The magical girls always fought in a group and relied on friendship to win battles. A common trope for magical girl stories is for the protagonist to have a group of sister-like friends who love her even when she's wrong and afraid and weak. When the world didn’t understand them, they understood each other. Their care wasn’t conditional or begrudging or malicious. They cared for each other because caring brought them closer, because dependence paved the road for trust and love. The more they knew about each other’s bodies and abilities, the greater their intimacy. The act and process of care was itself a joy because nurturing was rewarding in itself, not a chore.

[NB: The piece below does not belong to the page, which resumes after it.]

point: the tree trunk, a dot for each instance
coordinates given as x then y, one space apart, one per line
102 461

When she was overwhelmed, she let her people contain her. She let containment be peace instead of imprisonment.

Of all the mangas I read, Sailor Moon stayed the longest with me, because she hated violence and fighting. Her justice insisted on healing. She broke down often from the burden of her knowledge and duty; she was openly (proudly) a coward but she kept going because there was no other way. She loved like she was compelled, like it wasn’t humiliating to be governed by your body, like it wasn’t disparaging to be limited.
You can imagine how it felt to watch a magical girl whirl into my own life, thrilled with mortality. Like the moon that hangs in the sky even when it doesn't catch the sun's light, she's here even when she's not. She doesn't need visibility to have presence. Mahsa loves keeping things alive. She thrives on coaxing the plant out of the soil, nurturing a stray into fatness, singing dough into a cake. She’s endlessly creative and generative. Where I absorb, where I slash away with my scythe, Mahsa clutters the world with life. She animates the earth, able to find its spirit with her own because she can reach out beyond borders.

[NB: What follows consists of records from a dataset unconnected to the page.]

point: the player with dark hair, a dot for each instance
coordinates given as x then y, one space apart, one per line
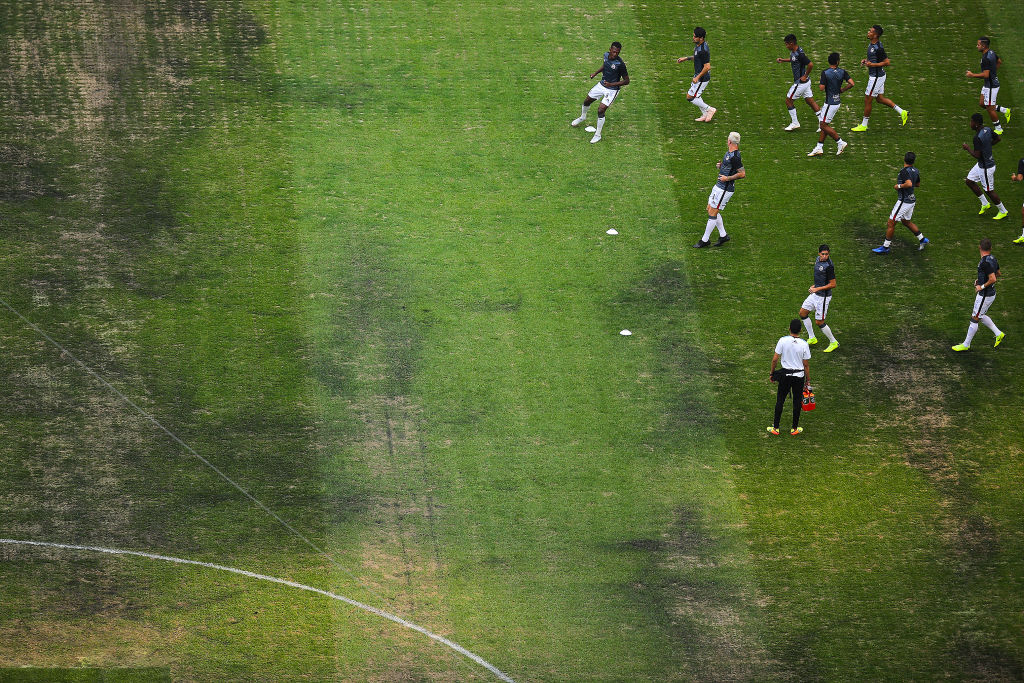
877 61
802 67
906 180
990 61
701 74
984 170
984 287
832 82
614 77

(When I told her with tears in her eyes about how much she reminded of the magical girls that had held me together, she looked at me tenderly for a moment and then asked, ‘Are you exoticizing me?'
I flushed. ‘No, I would never do such—’
'I think it would be hot.'
I threw a pillow at her and howled about finding every astrology book in town and adding a note about the moon’s impishness. And then, of course, I kissed her).

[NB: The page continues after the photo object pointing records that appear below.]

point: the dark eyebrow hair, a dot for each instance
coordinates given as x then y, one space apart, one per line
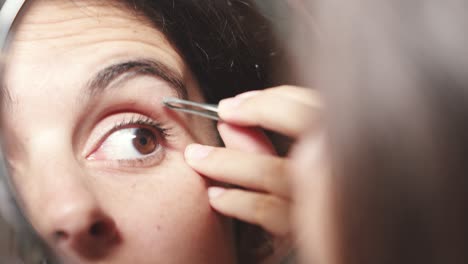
129 69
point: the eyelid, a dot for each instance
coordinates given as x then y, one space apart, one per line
109 125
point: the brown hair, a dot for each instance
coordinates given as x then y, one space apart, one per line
395 78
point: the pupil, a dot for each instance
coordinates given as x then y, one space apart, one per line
145 141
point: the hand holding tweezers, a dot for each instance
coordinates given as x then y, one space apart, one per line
204 110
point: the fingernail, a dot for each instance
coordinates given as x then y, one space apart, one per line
230 105
196 152
214 192
247 94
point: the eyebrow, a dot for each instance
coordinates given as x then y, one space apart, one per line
129 69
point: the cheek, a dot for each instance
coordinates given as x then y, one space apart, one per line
169 211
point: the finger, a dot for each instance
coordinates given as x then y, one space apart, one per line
268 211
276 110
304 95
248 170
248 139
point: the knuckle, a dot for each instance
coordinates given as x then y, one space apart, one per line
263 205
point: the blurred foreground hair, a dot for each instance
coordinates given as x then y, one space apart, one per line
395 75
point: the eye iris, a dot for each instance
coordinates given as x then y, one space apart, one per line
145 141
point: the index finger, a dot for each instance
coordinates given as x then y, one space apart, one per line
286 110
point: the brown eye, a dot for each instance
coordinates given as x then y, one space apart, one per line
145 141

She looks at things with not my mercurial nitpicking but with an acceptance. Before it’s recognized even itself, she has embraced its limits because she’s made peace with her own. When someone tells her to be burdened by humanity, she dismisses them. She’s excited about gently pushing against her limits instead of denying them, working with her body from a place of respect for its wisdom. I see it in her patience, her generous sense of time, in how she helps me dress on the days I’m too tired to. I see it in how she befriended everyone in the village and pulled me into the network, so now I have a rotating group of friends to go swimming with to relieve the ache in my legs.
Where I’m still wary because I’m new, she’s a placid lake — contained, unconcerned with the fear of humiliation and losing face, but aware of dignity. When someone irritates her, she is only frustrated, not furious, because she can separate her anger from a sense of control, able to express the ire without immediately wanting to fix the person or to boss her way into her comfort.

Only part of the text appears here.